Learning to love Shakespeare for me and my students meant overcoming his language. One of the best techniques I’ve ever done for my students is demonstrate how Shakespeare’s words are sometimes in a different order in the sentence than what we expect today. The trick was finding the subject and verb and then putting them in that order. Take the sentence: I lost my homework. Then write that four different ways, using the same words. My homework I lost. Lost my homework I. The idea quickly became clear to my students that even though the words were in a different order, the meaning of the sentence was the same. They just had to figure out where he placed the subject and verb and order them to make sense.

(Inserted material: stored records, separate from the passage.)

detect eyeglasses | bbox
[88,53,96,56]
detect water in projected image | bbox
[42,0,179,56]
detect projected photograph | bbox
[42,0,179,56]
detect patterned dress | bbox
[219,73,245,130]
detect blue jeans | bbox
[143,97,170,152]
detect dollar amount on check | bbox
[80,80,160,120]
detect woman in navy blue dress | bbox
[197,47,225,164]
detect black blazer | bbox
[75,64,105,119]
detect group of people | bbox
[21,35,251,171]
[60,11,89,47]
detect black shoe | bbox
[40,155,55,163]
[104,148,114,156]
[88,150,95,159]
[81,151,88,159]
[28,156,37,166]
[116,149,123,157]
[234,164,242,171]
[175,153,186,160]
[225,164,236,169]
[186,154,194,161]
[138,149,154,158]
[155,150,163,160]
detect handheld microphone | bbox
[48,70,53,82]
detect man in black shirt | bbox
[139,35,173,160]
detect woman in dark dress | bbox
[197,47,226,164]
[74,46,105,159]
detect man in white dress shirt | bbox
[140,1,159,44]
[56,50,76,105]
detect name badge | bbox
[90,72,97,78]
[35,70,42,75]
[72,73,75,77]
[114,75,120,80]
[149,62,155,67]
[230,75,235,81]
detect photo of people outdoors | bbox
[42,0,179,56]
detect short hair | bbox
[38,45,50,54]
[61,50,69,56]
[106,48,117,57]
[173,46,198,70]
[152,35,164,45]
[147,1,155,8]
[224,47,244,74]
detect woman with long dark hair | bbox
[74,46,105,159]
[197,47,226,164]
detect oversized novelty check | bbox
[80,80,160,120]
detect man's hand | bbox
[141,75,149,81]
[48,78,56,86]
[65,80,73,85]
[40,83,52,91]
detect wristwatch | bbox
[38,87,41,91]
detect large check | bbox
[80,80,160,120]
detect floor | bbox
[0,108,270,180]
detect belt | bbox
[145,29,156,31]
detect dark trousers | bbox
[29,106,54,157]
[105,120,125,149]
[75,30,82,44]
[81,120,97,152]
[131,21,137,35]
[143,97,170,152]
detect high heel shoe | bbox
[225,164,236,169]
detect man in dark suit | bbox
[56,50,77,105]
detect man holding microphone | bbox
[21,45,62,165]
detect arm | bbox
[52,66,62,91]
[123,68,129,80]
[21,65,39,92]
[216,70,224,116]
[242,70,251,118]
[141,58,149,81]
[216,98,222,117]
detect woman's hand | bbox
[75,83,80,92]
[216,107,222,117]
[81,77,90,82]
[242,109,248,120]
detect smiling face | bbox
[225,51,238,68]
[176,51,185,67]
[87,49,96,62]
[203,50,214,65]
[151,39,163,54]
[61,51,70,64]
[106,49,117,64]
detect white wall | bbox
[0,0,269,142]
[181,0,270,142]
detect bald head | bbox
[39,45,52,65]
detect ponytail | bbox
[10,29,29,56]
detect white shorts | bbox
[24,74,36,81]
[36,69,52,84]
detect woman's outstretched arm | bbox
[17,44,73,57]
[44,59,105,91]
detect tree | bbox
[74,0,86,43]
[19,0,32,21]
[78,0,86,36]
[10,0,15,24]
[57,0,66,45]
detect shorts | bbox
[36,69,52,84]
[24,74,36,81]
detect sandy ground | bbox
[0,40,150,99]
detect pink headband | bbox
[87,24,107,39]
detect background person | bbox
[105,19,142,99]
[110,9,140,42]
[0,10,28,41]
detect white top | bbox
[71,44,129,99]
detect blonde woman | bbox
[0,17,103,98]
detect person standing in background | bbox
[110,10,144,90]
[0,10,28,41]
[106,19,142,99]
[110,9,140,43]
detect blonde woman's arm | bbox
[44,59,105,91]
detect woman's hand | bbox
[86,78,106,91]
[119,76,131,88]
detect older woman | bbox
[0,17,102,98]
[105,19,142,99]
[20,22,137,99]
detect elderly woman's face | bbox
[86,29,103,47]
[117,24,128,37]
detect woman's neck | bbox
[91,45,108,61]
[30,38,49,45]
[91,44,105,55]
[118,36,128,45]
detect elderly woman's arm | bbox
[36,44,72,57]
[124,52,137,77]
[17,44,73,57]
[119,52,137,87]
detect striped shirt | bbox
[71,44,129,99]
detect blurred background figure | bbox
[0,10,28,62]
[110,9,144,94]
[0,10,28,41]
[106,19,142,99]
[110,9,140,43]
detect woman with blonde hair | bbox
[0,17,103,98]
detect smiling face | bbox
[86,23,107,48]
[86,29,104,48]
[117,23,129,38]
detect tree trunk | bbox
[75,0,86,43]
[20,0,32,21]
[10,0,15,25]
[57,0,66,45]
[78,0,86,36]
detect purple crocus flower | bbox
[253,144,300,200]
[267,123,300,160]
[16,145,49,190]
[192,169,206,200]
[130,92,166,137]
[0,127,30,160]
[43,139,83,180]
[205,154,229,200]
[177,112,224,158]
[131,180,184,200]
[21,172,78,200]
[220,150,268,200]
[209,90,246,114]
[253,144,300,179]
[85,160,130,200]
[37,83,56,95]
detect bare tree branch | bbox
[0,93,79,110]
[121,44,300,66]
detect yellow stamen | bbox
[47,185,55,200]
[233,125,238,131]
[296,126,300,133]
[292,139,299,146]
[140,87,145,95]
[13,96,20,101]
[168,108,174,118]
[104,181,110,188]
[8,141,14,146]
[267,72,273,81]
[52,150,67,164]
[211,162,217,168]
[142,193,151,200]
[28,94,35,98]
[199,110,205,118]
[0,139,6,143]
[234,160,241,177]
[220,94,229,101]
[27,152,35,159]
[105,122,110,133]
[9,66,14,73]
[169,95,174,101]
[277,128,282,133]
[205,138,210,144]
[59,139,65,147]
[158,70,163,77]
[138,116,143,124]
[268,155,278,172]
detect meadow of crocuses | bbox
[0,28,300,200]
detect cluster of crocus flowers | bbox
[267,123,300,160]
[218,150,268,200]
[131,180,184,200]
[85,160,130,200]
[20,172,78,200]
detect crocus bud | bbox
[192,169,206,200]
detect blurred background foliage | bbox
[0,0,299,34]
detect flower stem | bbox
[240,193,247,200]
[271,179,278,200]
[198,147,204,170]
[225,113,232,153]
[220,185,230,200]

After students had some techniques to read Shakespeare on their own and understand his sentence structure, we were able to work on archaic language. I simply gave students a handout of some of the most common archaic words/language they would encounter while reading the play. Also, while reading aloud as a class, students who had completed homework or answered quiz questions at the beginning of class quickly and correctly “won” the use of a side-by-side modern translation for the day. It came with a catch – we counted on them to help us interpret passages we read but didn’t understand because they had the modern English translation in front of them.Once students get past the fact that Shakespeare wrote a bit differently than what we’re used to today, they can learn to love and appreciate his characters and themes that are still relevant today. I really wonder if he had any inkling how famous he would be today, and how widely taught, performed and read he is.